I thought the book Elsewhere, USA: How We Got from the Company Man, Family Dinners, and the Affluent Society to the Home Office, Blackberry Moms, and Economic Anxiety, by Dalton Conley, sounded rather interesting.
A mere twenty-five pages in, however, I decided that it wasn't as interesting as it sounded and that I'd be taking the book elsewhere, all right: right back to the library. It's one of those nonfiction titles that's very much in vogue these days: the "big idea" book, like Malcolm Gladwell's The Tipping Point or Outliers or Tom Vanderbilt's Traffic: Why We Drive the Way We Do, and What It Says about Us. Conley's big idea is that our daily lives are changing because "boundaries between leisure and work, public space and private space, and home and office have blurred and become permeable" (from the front jacket copy). Throughout the first chapter he points out that many of the people working all the time, from home and at the office, are actually high in socioeconomic status, and should have enough money, but have extreme anxiety because they think they're not doing as well as their very well-off neighbors.

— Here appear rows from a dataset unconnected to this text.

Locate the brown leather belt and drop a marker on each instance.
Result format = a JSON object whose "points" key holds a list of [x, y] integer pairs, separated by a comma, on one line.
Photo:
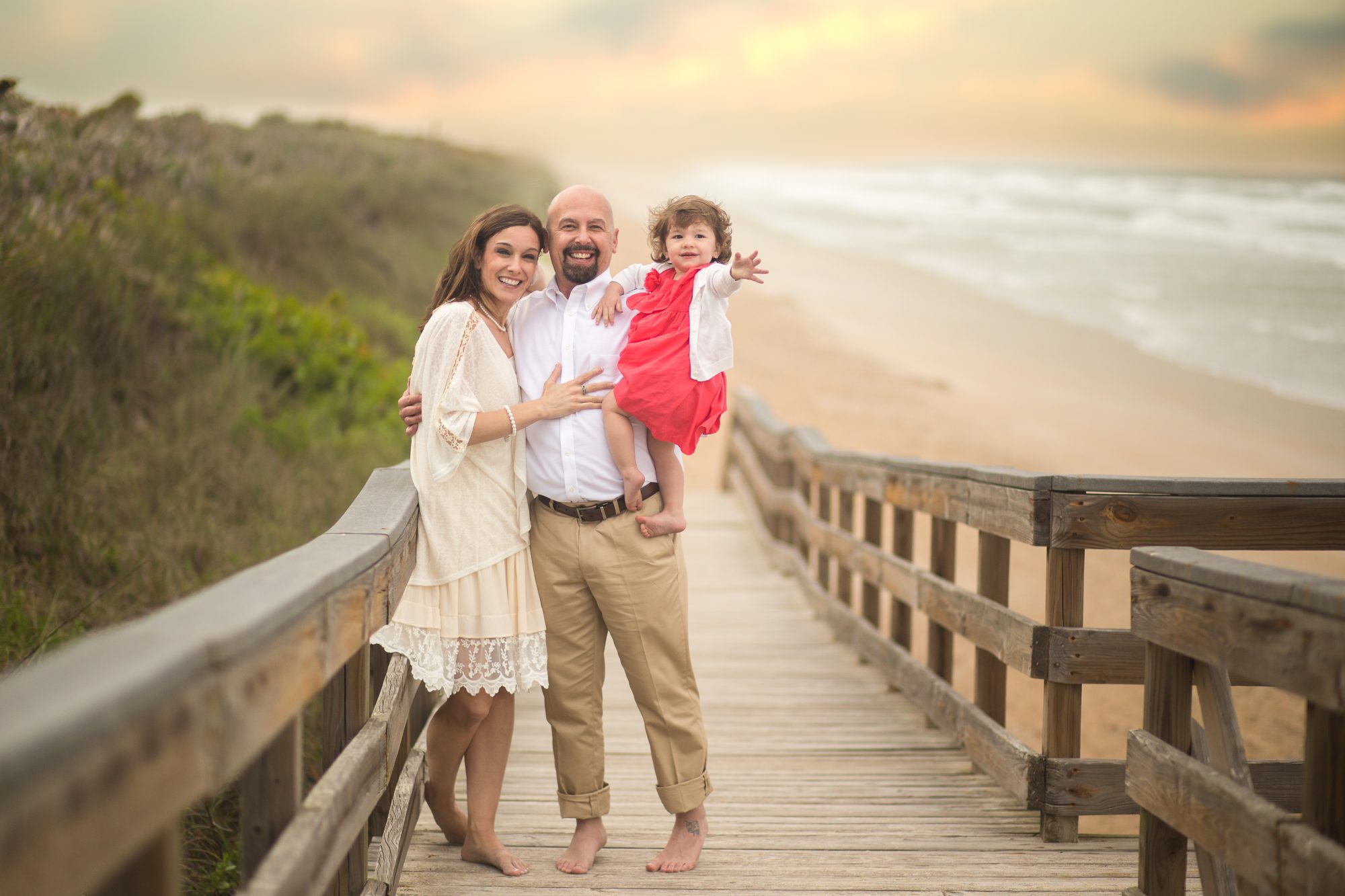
{"points": [[598, 513]]}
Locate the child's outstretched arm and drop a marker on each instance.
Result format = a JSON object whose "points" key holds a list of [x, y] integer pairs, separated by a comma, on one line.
{"points": [[747, 268], [610, 306]]}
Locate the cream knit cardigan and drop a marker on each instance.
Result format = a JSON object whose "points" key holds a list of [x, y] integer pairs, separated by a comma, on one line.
{"points": [[473, 498]]}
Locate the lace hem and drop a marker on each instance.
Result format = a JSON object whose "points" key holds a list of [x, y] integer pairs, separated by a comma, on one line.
{"points": [[516, 662]]}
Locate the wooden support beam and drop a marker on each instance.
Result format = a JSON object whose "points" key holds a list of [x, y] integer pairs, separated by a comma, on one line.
{"points": [[270, 794], [1062, 713], [1163, 848], [993, 583]]}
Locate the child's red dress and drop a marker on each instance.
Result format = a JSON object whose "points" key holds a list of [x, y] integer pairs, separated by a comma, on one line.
{"points": [[657, 386]]}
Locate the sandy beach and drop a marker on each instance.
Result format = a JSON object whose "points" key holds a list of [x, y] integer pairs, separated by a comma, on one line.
{"points": [[886, 358]]}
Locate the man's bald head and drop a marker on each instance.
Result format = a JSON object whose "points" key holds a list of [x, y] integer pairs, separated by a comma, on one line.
{"points": [[578, 197], [582, 235]]}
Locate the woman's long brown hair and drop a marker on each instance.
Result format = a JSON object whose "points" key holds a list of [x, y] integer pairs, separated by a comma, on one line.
{"points": [[462, 276]]}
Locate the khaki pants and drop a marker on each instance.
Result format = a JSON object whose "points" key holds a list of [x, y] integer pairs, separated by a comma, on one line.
{"points": [[606, 577]]}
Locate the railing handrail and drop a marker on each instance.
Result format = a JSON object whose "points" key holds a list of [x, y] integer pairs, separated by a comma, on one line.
{"points": [[108, 739], [750, 407], [844, 524]]}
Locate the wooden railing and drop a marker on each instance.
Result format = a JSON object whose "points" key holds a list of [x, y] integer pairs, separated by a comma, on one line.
{"points": [[1204, 618], [844, 522], [106, 743]]}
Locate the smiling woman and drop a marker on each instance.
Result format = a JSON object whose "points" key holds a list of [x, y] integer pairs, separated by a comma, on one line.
{"points": [[471, 619]]}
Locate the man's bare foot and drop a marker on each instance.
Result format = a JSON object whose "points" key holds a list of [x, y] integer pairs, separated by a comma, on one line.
{"points": [[661, 524], [450, 818], [590, 837], [486, 849], [633, 481], [684, 849]]}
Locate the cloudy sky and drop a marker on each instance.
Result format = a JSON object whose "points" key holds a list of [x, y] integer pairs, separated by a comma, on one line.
{"points": [[1227, 84]]}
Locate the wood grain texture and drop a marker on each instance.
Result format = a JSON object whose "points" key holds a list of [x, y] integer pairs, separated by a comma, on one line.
{"points": [[827, 780], [270, 794], [993, 584], [317, 845], [1218, 524], [1285, 646], [1196, 801], [1062, 705]]}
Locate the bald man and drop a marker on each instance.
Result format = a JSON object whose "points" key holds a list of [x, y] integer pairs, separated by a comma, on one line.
{"points": [[597, 573]]}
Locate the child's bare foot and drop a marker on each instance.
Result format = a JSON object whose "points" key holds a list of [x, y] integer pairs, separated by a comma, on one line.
{"points": [[684, 849], [450, 818], [662, 524], [590, 837], [486, 849], [634, 481]]}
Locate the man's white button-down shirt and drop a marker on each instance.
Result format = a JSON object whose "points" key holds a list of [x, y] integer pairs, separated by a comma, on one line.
{"points": [[568, 459]]}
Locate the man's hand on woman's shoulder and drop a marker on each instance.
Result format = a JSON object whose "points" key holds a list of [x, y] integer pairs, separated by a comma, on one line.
{"points": [[408, 407]]}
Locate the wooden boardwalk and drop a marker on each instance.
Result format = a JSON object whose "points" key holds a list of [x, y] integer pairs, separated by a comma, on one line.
{"points": [[825, 779]]}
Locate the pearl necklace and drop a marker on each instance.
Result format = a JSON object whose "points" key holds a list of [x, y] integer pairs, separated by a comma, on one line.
{"points": [[489, 315]]}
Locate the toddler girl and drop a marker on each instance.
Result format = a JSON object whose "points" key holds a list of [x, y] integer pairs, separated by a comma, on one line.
{"points": [[680, 346]]}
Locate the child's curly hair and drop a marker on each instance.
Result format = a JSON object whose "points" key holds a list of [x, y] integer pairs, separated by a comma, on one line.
{"points": [[683, 212]]}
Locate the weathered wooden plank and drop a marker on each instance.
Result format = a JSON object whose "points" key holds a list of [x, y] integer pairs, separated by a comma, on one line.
{"points": [[1011, 513], [317, 844], [403, 814], [1163, 840], [1062, 712], [270, 794], [944, 563], [1223, 524], [1289, 647], [1307, 591], [993, 584], [1210, 807], [1196, 486], [1217, 877], [1311, 862], [1098, 786], [1005, 635]]}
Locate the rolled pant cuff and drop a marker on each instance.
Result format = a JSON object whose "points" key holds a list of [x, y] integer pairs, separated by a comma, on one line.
{"points": [[687, 795], [586, 805]]}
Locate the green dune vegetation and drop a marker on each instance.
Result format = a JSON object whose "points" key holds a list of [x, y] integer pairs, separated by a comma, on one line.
{"points": [[204, 330]]}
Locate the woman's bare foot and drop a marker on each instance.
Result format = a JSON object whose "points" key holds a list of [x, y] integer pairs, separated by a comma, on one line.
{"points": [[450, 818], [590, 837], [486, 849], [684, 849], [633, 481], [661, 524]]}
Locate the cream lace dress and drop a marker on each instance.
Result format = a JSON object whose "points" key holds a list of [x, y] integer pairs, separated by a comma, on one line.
{"points": [[471, 616]]}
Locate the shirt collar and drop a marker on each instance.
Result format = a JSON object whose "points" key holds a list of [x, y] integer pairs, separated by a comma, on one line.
{"points": [[587, 292]]}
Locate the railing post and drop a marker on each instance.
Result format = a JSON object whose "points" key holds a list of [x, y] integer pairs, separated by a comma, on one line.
{"points": [[843, 503], [346, 708], [155, 870], [1324, 771], [903, 545], [1062, 715], [944, 563], [821, 507], [270, 794], [871, 600], [993, 583], [1163, 849]]}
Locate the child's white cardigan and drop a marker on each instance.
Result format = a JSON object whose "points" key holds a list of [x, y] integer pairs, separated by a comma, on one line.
{"points": [[712, 338]]}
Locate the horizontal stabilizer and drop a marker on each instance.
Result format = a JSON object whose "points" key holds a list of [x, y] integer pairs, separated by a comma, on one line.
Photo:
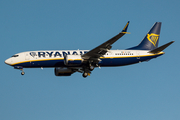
{"points": [[159, 49]]}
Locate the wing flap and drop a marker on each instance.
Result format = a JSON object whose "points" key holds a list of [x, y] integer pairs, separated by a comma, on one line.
{"points": [[159, 49], [106, 46]]}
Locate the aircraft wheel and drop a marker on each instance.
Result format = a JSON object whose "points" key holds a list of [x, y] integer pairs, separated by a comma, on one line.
{"points": [[91, 68], [22, 73], [85, 74]]}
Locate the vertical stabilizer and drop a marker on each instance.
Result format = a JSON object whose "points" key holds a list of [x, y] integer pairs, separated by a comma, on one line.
{"points": [[151, 39]]}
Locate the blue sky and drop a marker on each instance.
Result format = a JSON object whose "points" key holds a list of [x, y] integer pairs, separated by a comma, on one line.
{"points": [[145, 91]]}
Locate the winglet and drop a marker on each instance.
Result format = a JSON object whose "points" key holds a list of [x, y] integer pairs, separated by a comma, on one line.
{"points": [[125, 29], [159, 49]]}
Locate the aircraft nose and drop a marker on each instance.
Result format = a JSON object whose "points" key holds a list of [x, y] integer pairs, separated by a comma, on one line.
{"points": [[8, 61]]}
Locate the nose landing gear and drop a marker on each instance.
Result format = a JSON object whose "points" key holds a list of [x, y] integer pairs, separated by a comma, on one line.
{"points": [[20, 68], [22, 73]]}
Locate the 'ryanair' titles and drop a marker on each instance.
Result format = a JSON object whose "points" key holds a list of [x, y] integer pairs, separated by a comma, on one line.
{"points": [[56, 53]]}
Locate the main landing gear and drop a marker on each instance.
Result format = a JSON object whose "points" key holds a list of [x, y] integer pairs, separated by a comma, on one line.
{"points": [[22, 73]]}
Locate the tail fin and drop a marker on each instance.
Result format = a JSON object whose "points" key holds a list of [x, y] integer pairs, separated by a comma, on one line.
{"points": [[151, 39]]}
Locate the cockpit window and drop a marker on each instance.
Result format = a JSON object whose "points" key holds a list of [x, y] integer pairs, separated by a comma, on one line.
{"points": [[15, 55]]}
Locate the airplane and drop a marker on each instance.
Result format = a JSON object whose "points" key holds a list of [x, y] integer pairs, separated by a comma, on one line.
{"points": [[67, 62]]}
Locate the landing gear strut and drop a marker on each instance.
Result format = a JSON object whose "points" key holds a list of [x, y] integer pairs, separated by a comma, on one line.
{"points": [[22, 73], [85, 74]]}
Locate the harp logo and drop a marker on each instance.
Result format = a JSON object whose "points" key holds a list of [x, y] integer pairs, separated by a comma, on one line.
{"points": [[153, 38]]}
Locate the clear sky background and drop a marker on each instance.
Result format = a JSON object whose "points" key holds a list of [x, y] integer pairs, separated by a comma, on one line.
{"points": [[145, 91]]}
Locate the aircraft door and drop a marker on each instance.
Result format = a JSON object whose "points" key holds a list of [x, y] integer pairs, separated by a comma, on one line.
{"points": [[26, 56]]}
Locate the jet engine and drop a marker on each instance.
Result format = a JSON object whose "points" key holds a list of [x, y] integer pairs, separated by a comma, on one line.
{"points": [[59, 71], [71, 60]]}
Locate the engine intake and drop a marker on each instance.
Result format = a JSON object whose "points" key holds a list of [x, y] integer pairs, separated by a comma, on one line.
{"points": [[71, 60], [63, 71]]}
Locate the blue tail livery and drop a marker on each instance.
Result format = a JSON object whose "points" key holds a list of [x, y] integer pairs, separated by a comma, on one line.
{"points": [[67, 62], [151, 39]]}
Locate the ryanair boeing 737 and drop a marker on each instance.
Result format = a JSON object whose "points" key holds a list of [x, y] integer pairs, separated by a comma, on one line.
{"points": [[67, 62]]}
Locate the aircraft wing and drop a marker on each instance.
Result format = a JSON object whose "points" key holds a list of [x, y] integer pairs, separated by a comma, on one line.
{"points": [[103, 48]]}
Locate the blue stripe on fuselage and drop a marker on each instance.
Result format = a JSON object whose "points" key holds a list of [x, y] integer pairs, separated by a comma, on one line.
{"points": [[105, 62]]}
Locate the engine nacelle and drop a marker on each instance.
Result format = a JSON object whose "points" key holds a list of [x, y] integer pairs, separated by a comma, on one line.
{"points": [[59, 71], [71, 60]]}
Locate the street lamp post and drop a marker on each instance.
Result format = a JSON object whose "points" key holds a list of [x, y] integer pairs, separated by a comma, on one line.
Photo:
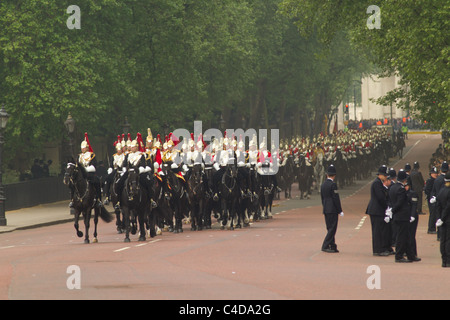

As I said, it's not a bad question to consider. I actually rather enjoyed Robert Putnam's sociological classic in this area, Bowling Alone. But Conley, like Thomas Friedman, strikes me as trying too hard to make his writing catchy, throwing out phrases and words like "the elsewhere society," "intravidualism," "weisure" (work and leisure combined), and "convestment" (consumption and investment). I don't think it's a bad book. I think it's probably got a lot of very interesting things to say about modern society, technological changes, buying habits, our "service" work which doesn't give us the fulfillment of production work (wherein people actually make things), and family life.
But when he starts describing scenarios of rushed and harried family members, all of whom bring their own laptops to the dinner table? My patience starts to wear thin. That starts to seem less like a societal problem than an individual one: stop buying your kids laptops. Or make them turn them off over dinner. Doesn't seem like you'd need a whole book to figure that out, does it?